Costuro o barulho da rua ao silencio do meu quintal, a diversidade de
cantos que ouço vindo das árvores que se fazem passaredos. Costuro o medo da
morte à singeleza da saudade que tanta gente deixa no meu peito. Costuro a
desesperança derramada no meu país a um tempo novo que está surgindo.
Costuro a própria
costurança. Costuro os mistério aos rasgões que existem entre o pensamento e a
espiritualidade; a vagareza dos velhos à correria das crianças; a sabedoria do ancião
a inquietude da juventude. Costuro a plenitude de um tempo que talvez nem
exista à imensidão do espaço, tão largo, tão estreito, tão perto e tão longe ao
mesmo tempo.
Costurar é aproximar, é
juntar retalhos que, mesmo coloridos, se não forem costurados a outros retalhos
perdem o sentido de existirem. Cada retalho é uma totalidade quando com os
outros se transforma em algo maior, belo e significativo.
Costurar requer sabedoria, paciência
impaciente, liberdade para recriar a própria arte, estética, ética, amor...
Já vejo-me em outro tempo
costurando a minha história, os meus sonhos, o devir. Vejo a cadeira de balanço
balançando sozinha, carretéis com linhas, agulhas, fios, rosas, vinhos
espalhados pelo chão. Eu já estou indo, retomar a colcha que por um tempo
deixei esquecida na minha velha varanda...
Sorrisos
e cicatrizes
A tua partida foi uma triste
despedida com ares de solidão. Tão perdida eu estava que a tua fala de adeus
ficou nas palavras envelhecidas de uma velha gramatica. No balançar de um
tempo, retirei de um momento os sonhos que queria ter. A tua partida foi como
uma gota de chuva esquecida numa folha qualquer.
A tua partida foi tão doída
como a dor sentida por uma fruta cortada ao meio.
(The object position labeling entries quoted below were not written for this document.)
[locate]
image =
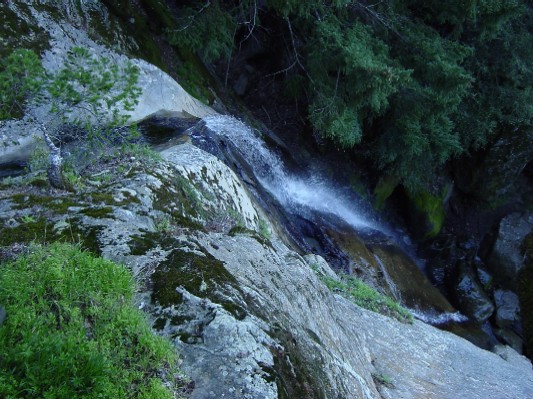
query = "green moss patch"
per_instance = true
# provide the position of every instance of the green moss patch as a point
(72, 331)
(428, 212)
(42, 231)
(201, 275)
(366, 297)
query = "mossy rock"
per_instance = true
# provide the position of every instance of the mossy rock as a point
(384, 189)
(427, 213)
(43, 232)
(200, 274)
(525, 294)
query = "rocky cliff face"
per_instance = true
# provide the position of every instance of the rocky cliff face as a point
(251, 317)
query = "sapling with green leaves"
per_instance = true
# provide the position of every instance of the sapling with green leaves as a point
(93, 93)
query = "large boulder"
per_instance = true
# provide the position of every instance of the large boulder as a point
(505, 258)
(58, 26)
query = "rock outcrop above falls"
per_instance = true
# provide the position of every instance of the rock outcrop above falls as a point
(160, 93)
(250, 316)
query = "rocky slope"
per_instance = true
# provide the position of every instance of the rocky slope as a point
(250, 316)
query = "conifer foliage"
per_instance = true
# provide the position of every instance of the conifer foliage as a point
(408, 83)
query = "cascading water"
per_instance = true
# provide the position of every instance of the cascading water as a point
(300, 195)
(312, 196)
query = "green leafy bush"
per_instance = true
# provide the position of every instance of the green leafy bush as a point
(71, 331)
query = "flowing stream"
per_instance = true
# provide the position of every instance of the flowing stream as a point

Como a dor que sente a flor
quando arrancada de um galho que dança ao vento. Ao partir se cava uma
ausência. É uma tristeza que se deita entre a distância e a saudade.
De tanto que já vi gente
querida partir é que hoje eu amo apreciar o entardecer... Vejo as nuvens
correndo como se crianças fossem. E essa corrida das nuvens que sai de lugar
nenhum para o infinito me deixa melancólica e também mais bonita. É algo tão
sublime que acaba virando melancolia e uma doce verdade.
As partidas me lembra os nuances
do entardecer que são como preces sagradas de um rosário de pérolas. A cada
mistério que se reza eu trago para os olhos as pessoas que eu amo e que estão
perto de mim. Para o coração trago as pessoas que eu nunca deixei de amar, mas
que hoje habitam em outros arco íris.
Toda partida alarga
sorrisos, mas também machuca, abre cicatrizes na alma. Mas a vida é imensamente
paciente e assim, transforma esses sentimentos em ternura e saudade...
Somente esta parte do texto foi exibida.